ARD-Börsenexpertin Anja Kohl brachte das Wort des Abends ins Spiel. (Bild: WDR/Oliver Ziebe)

Peter Schwark vom Versicherungsverband GDV sah das hingegen etwas anders: „Bisher hat kein Kunde in der Bundesrepublik Deutschland mit einer Lebensversicherung NICHT das Geld bekommen, das vertraglich garantiert war. Eine Versicherung ist ja nicht im Wilden Westen gegründet, sondern sie beruht auf Gesetzen, auf Aufsicht. Wir haben ein Versicherungsaufsichtsgesetz mit 365 Paragraphen, die alle darauf ausgerichtet sind, die Leistung sicher zu machen. Die alle darauf ausgerichtet sind, dass die Kunden fair und gleichmäßig behandelt werden.“ Schwark war sichtlich empört über die negativen Darstellung der Causa und fuhr fort: „Was hier geredet wird, ist eigentlich unverantwortlich. Man muss auch mal gucken: Welche Finanzdienstleistungsbranche bietet eigentlich dieses Maß an Sicherheit, auch in der Krise?“ Besonders kritisierte er den ehemaligen Versicherungsmanager und Buchautor Sven Enger – der betreibe Panikmache, um die Verkaufszahlen seines Buches zu steigern.
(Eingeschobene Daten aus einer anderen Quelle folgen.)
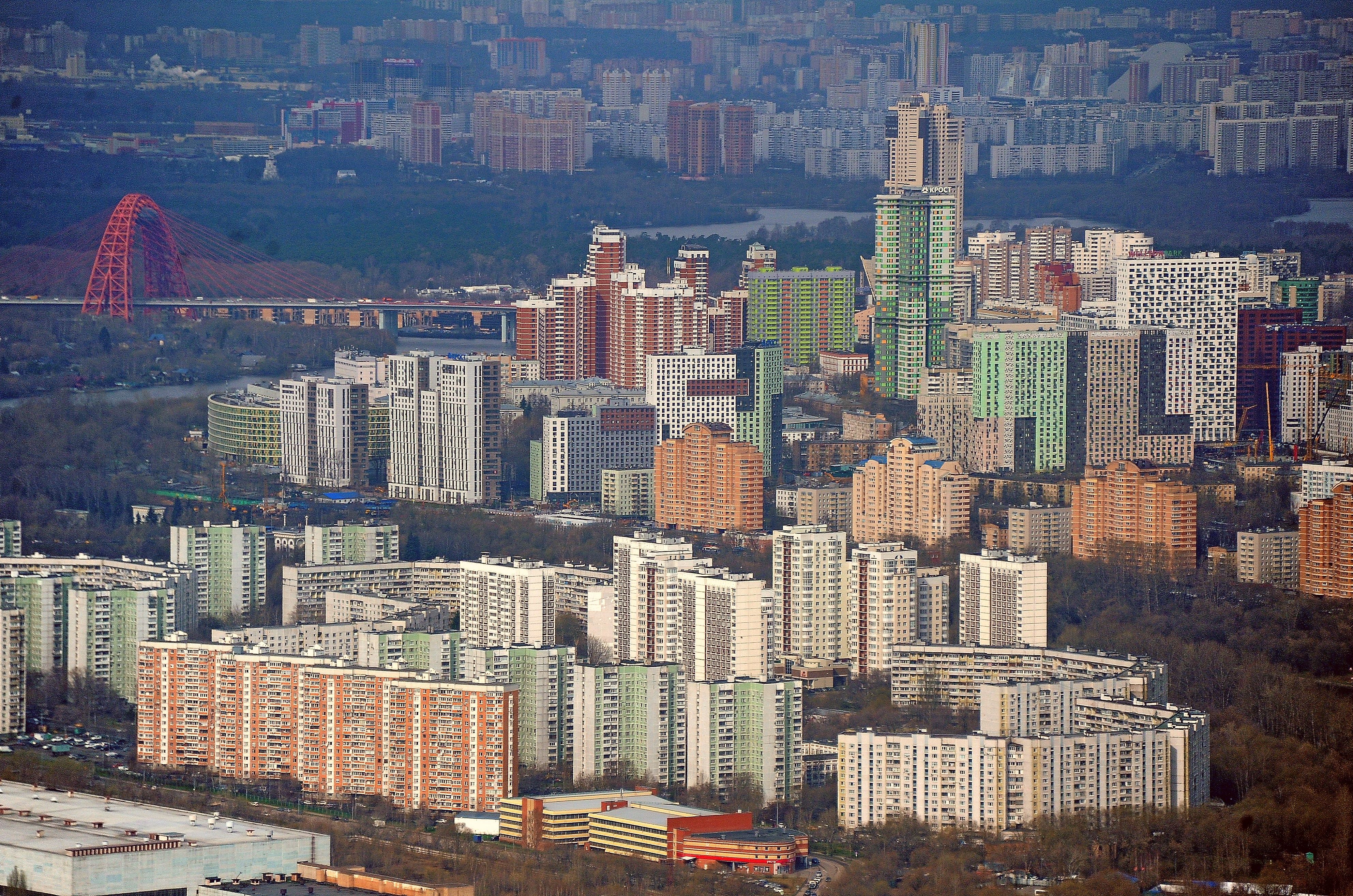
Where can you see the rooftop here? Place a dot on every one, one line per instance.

Sven Enger hingehen sieht in Versicherungen primär ihr Crash-Potenzial. „Sie kommen jetzt in die Zeit der Babyboomer und vieler ablaufender Versicherungen“, argumentierte er – und stellte die Frage, was wäre, wenn ein großes Versicherungsunternehmen nicht mehr in der Lage ist, den versprochenen Zinssatz auszuzahlen.
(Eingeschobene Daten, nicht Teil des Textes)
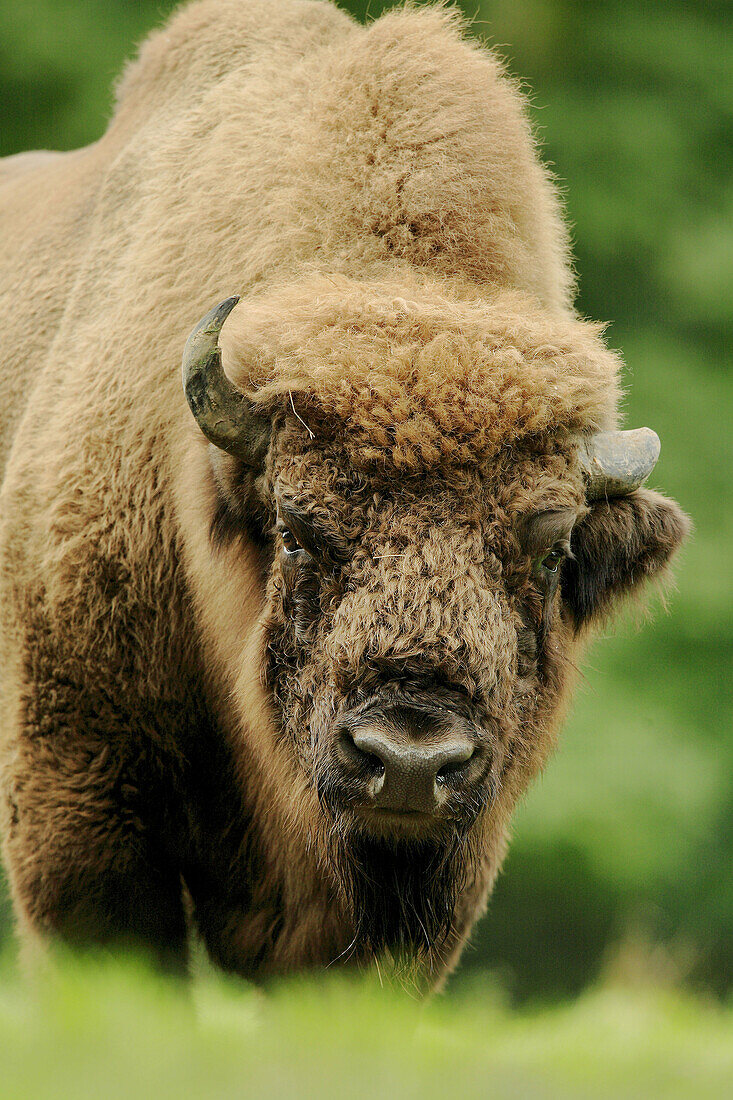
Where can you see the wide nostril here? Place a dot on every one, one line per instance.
(456, 763)
(362, 754)
(409, 773)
„Wer jetzt noch eine Kapitallebensversicherung kauft, der ist nach der Diskussion selber schuld“, urteilte Ulrich Schneider. „Selbst, wenn es nicht zum Crash kommt – an diese These glaube ich auch nicht – und selbst wenn es […] finanziell unvernünftig sein kann, eine Lebensversicherung zu kündigen. Aber ich habe das gelernt: Die Menschen werden in einer Form beraten, dass sie einfach an Dinge glaubten, an die sie glauben wollten, die aber nicht garantiert waren. Und das ist offensichtlich Geschäftsmodell.“

„Die tragende Säule ist die gesetzliche Rentenversicherung“, argumentierte CDU-Politiker Ralph Brinkhaus. Sein Appell: Kunden sollen nicht durch kryptische Mitteilungen, sondern durch klar verständliche Briefe im Stil der „Sendung mit der Maus“ über die Faktenlage informiert werden. Sein Urteil: Früher hätten „Leute Versicherungen verkauft, die selbst nicht mal Ahnung hatten, was da drin steht.“

Kerstin Becker-Eiselen von der Verbraucherzentrale Hamburg erzählte im Rahmen der Diskussionsrunde von Fällen, in denen Versicherungen versuchen, Kunden zu überzeugen, Verträge mit guten Konditionen zu kündigen: „Wir wissen, dass in den Beratungen tatsächlich die Menschen dazu überredet werden sollen, aus diesen […] ‚guten’ Verträgen rauszugehen, weil sie zu teuer werden.“

Auch Tauschangebote gäbe es immer wieder. Börsenexpertin Kohl riet, Verträge von vor 2005 keinesfalls zu kündigen: „Alte Verträge, die vor 2005 abgeschlossen wurden, rentieren sich, sind steuerfrei, solche alten Verträge sollte man nicht kündigen.“

Neben den etlichen Warnszenarios herrschte hier zum ersten Mal so etwas wie ein Konsens: Denn auch Schwark riet, bestehende Versicherungen keinesfalls zu stornieren, sondern fortzusetzen.